Maybe. But it seems not to be anticipatory strategies!

That's my hypothesis. I'd actually like to see that experiment run. Generate random data for the human trials, and see if you can find similar correlations. If so, the experimental results are bunk.

No not at all. You also have produce overall significant result from such random data. If you plan just to run your random data program and show that there is a significantly positive subset that shows no anticipatory strategy then that's all you can conclude. That's all that Radin is trying to show too - that anticipatory strategies are not present in his best data.

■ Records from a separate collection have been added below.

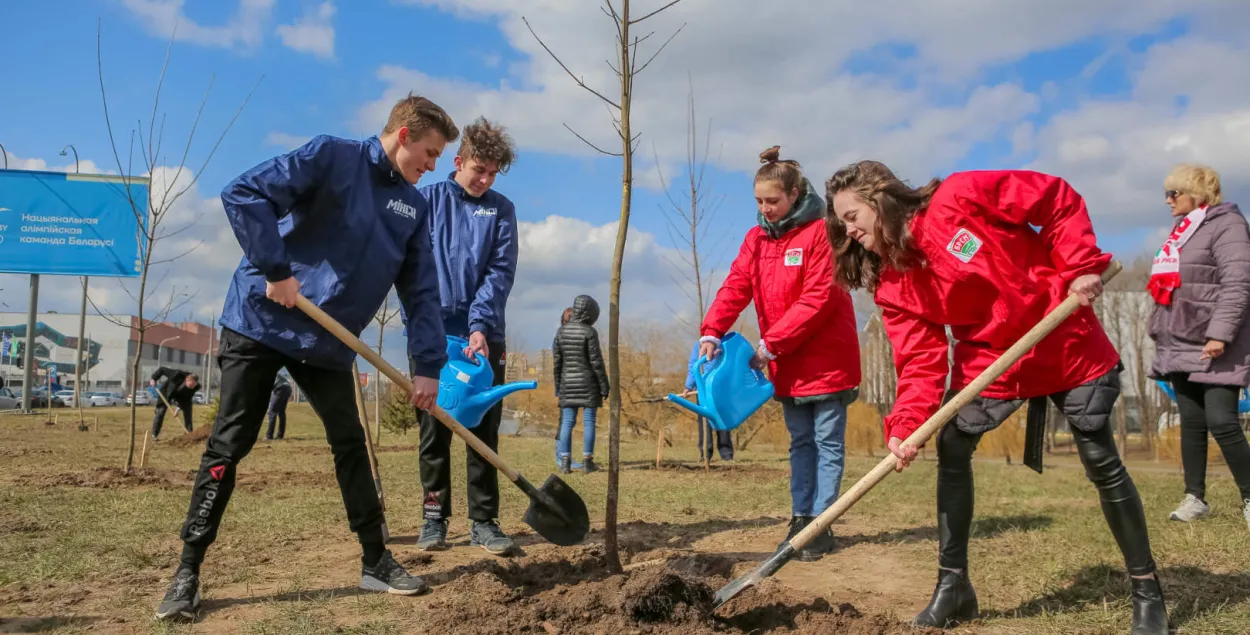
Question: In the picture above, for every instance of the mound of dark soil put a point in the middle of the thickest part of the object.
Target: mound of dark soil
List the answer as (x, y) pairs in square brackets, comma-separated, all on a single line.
[(563, 593)]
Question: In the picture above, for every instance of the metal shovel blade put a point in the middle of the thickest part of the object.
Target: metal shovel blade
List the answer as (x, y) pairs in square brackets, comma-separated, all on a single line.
[(556, 511), (770, 566)]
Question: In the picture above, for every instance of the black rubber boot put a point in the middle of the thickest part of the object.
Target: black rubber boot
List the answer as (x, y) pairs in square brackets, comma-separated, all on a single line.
[(954, 601), (1149, 613)]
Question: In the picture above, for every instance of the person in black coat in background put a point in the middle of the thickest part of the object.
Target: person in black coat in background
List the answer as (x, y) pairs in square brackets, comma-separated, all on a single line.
[(178, 390), (580, 380), (278, 400)]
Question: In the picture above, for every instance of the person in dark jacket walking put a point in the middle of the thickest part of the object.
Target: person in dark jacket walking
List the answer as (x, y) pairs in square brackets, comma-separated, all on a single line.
[(340, 223), (179, 389), (278, 400), (724, 439), (580, 380), (1200, 285), (475, 251)]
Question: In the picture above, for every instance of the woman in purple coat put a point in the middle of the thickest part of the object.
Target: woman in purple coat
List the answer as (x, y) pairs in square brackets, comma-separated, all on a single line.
[(1200, 284)]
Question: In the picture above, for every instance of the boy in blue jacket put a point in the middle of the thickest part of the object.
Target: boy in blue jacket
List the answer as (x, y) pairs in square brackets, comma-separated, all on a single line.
[(339, 221), (475, 249)]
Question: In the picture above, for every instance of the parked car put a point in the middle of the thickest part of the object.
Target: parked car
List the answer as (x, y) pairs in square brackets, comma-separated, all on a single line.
[(64, 396), (106, 399), (140, 398), (9, 400)]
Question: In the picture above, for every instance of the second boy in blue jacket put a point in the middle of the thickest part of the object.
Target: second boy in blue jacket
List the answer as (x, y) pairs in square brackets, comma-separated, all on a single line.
[(340, 223), (475, 248)]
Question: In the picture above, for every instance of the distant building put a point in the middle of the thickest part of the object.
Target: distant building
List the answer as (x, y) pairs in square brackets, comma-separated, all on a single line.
[(109, 351)]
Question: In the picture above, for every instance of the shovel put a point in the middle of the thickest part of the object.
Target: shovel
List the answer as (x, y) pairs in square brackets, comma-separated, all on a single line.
[(919, 438), (556, 511)]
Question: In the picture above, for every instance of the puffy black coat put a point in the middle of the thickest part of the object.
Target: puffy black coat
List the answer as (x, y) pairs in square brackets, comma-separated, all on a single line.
[(580, 374)]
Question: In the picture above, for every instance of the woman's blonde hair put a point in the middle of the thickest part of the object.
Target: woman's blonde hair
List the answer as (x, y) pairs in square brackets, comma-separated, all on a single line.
[(1199, 181)]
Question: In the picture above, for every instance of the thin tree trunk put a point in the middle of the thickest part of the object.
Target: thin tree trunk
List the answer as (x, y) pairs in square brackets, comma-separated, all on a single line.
[(614, 369)]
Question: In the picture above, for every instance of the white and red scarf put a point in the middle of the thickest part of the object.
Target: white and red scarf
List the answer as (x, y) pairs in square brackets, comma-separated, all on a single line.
[(1165, 269)]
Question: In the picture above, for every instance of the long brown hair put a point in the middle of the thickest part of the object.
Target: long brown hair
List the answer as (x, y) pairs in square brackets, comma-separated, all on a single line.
[(895, 204)]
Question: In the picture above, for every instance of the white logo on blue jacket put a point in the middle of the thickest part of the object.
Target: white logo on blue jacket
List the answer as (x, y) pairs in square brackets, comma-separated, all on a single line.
[(401, 208)]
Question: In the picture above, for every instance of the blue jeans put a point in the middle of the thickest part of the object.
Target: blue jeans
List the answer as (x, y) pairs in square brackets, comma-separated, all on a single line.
[(818, 453), (568, 418)]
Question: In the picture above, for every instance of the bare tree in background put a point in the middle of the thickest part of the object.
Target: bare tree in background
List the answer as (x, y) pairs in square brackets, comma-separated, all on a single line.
[(690, 218), (383, 318), (154, 210), (626, 68)]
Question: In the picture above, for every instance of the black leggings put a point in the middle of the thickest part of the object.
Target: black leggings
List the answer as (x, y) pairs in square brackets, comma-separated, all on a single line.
[(1121, 505), (1210, 408)]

Taken in isolation his selected subset could still be just a fluke (granted, he doesn't acknowledge this) but when they are put back in the overall data, the results remain significant.



How does he do this? Performs post hoc analyses on a data subset that is likely to support the psi hypothesis. Bad science.

What? He performs the test on data that is most likely to show the anticipatory effect you talked about! The test is designed to demonstrate if such a strategy is responsible for the positive results.

Returning to the other issue, if you increase the interval between trials as you suggested, there will still be the possibility that anticipatory strategies can influence the results. The participant can still remember what the last trial was, regardless of how long its been since. The hypothesis will still have to be tested.

He did this, in a more blantent way, in an earlier paper...

...I can't find a link to that paper, but Paul started a thread on it a few years ago, and the paper was pretty much trashed. I've searched the archives and can't find it.

That's a pity because I'd like to check out this claim for myself. Paul if you reading, can you help?
 
He selected data that had the highest chance of showing this effect, if it were present!
He asserts that, but does not prove that, to my understanding. Could you explain why this would be true?

I offered a counterexample that suggests that it would be less likely to show this effect.

Back to our computer generated data. Within our 13 significant samples, our data isn't going to show an anticipatory strategy because we know one is not present - its just random data.
Untrue. Uniform random data will show exactly that in some subsets. Other subsets will show nothing, and yet other subsets will show a negative correlation.

Returning to the other issue, if you increase the interval between trials as you suggested, there will still be the possibility that anticipatory strategies can influence the results. The participant can still remember what the last trial was, regardless of how long its been since. The hypothesis will still have to be tested.
I see what you are saying. My test rules out some kinds of antipatory strategies, but not all of them. Agreed.


ETA:

Assume 4 trials, with random data. 4 so I can write out all the possibilities - obviously a real experiment will require more trials. I simplify by rating each trial as calm or excited, rather than the continuum that is actually measured.

With random data we generate (c = calm, e = excited):

CCCC
CCCE
CCEC
CCEE
...
EEEE

When matched against a specific picture series, some of those show no correlation, some positive correlation, and some negative. I'm sure we agree on that point. But, as far as the non-psi anticipatory strategy goes, some of those will show the anticipatory effect, and some won't. However, the better the match, the less of that effect it will show, I argue.

For example, suppose the picture series was CCCE. Take the data set CCCE. That will test low for the antipatory practices, because there is no build up from calm to excited. yet it is the highest possible performace possible for that picture series. Radin, by selecting the 13 highest performers, is quite probably selecting against the anticipatory strategy, not for it. The point being that the anticipatory strategy will only yield a modest positive correlation; random data can (and will) yield higher correlations, just by the law of large numbers.